Using the Numbeo website, here are some conclusions about the relative standard of living between America and Viet Nam:
1. According to Numbeo, the median monthly disposable salary (after taxes) in Viet Nam is US$653, while in the United States it is US$2,909, or US$34,908 annually (reported by Wolfram/Alpha to be $33,190 in 2009). I think it is reasonable to assume that the median monthly disposable salary level represents the middle class in both countries. This means that the median salary in the U.S. is 4.45 times the median salary in Viet Nam.
2. Numbeo reports that the Consumer Price Index plus rent in Viet Nam is half of the U.S. index, meaning we can buy a similar basket of goods in Viet Nam for half the price of the same basket in the U.S. However, the World Bank International Comparison Program puts the Price Level Index for Viet Nam at 30 against the U.S. Index of 100. So if prices in the U.S. are three times that of the Viet Nam, but the salaries are 4.45 times higher, the Vietnamese cannot sustain the same standard of living as in America.
3. Because of this disparity between salaries and the price of the common basket of goods, Numbeo reports that local purchasing power in the U.S. is 123.7% higher than in Viet Nam. So I was wrong in disagreeing with @caligarn's contention that Vietnamese middle income families have a deeply different standard of living to American middle income families. They have to have a lower standard of living in order to live within the limits of their income.
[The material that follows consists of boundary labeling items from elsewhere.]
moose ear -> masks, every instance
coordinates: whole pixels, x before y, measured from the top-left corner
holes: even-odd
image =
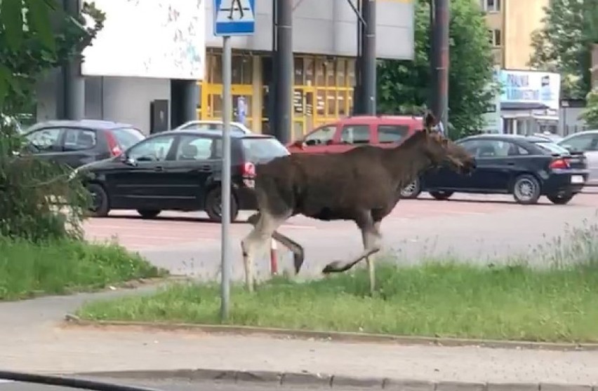
[[[428,111],[424,118],[424,128],[425,128],[426,132],[430,132],[436,125],[437,122],[432,111]]]

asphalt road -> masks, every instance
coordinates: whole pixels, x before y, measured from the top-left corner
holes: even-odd
[[[275,384],[264,383],[255,384],[249,382],[235,383],[232,382],[203,382],[193,381],[185,382],[178,380],[157,380],[155,381],[139,381],[122,379],[98,379],[100,381],[109,381],[119,384],[127,384],[146,387],[159,390],[161,391],[274,391],[284,388],[289,391],[302,391],[305,390],[323,390],[330,389],[329,387],[324,387],[317,385],[311,386],[279,386]],[[0,391],[73,391],[77,388],[68,388],[63,387],[55,387],[53,385],[43,385],[39,384],[30,384],[25,383],[1,383],[0,380]],[[343,391],[343,388],[335,387],[336,390]],[[349,388],[347,387],[347,390]],[[352,391],[359,390],[359,387],[351,387]],[[80,389],[85,390],[85,389]],[[368,390],[368,388],[363,388]]]
[[[566,205],[554,205],[544,198],[538,205],[520,205],[510,196],[456,194],[448,201],[422,196],[399,202],[383,221],[382,232],[385,251],[401,262],[451,257],[497,263],[507,257],[531,256],[538,245],[562,238],[568,226],[596,224],[597,210],[598,194],[579,194]],[[164,213],[155,220],[142,220],[134,211],[112,214],[89,221],[87,237],[100,240],[117,237],[122,245],[172,273],[206,280],[218,277],[220,226],[207,221],[202,214]],[[241,279],[240,240],[251,227],[242,221],[232,226],[233,277]],[[353,256],[361,249],[361,235],[351,221],[295,217],[280,231],[305,246],[304,275],[319,275],[331,261]],[[281,254],[279,268],[290,270],[290,254]],[[536,258],[538,262],[545,259]],[[267,276],[268,270],[264,254],[258,266],[258,277]]]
4. However, my observation of several items in the Numbeo "basket of goods" leads me to think that the standard of living is more similar than the numbers indicate. I know you can rent a 140 square meter house (3 bedrooms) in a Ho Chi Minh City Vietnamese neighborhood away from inner city districts 1 and 3 for US600/month, while the Numbeo figure is US$1,169 outside the city center. This brings up an important point -- these cost-of-living calculators are targeted towards people who want to relocate to a foreign country and need to calculate their potential costs in order to negotiate salaries and benefits as expat employees. So the expectation is that such a person will want to live in accommodations similar to their home country and amongst other expats. Therefore the costs shown in Numbeo are probably gathered in expat neighborhoods. In Ho Chi Minh City, that includes Thảo Điên or An Phù in District 2, or Phú Mỹ Hưng in District 7. The Vietnamese middle class does not live in those neighborhoods. If you live in a Vietnamese neighborhood, you see a lower price structure for similar goods.
Another way to look at the standard of living issue is the poverty threshold or rate. The poverty rate in a country is "the minimum level of income deemed necessary to achieve an adequate standard of living in a given country" (Wikipedia). The adequacy is measured by a basket of basic goods necessary for life, including the obvious food and housing. There are undoubtedly differences in different countries as to what are considered basic necessities. But assuming the CIA uses some consistency, the World Fact Book lists the U.S. at 12% of the population below the poverty threshold in 2004 (probably has risen over the economic crisis), and 12.3% for Viet Nam in 2009. This implies that there is at least some similar starting point for comparing the cost of living between America and Viet Nam.
This is a remarkable achievement for Viet Nam considering the poverty level was 58.1% in 1990.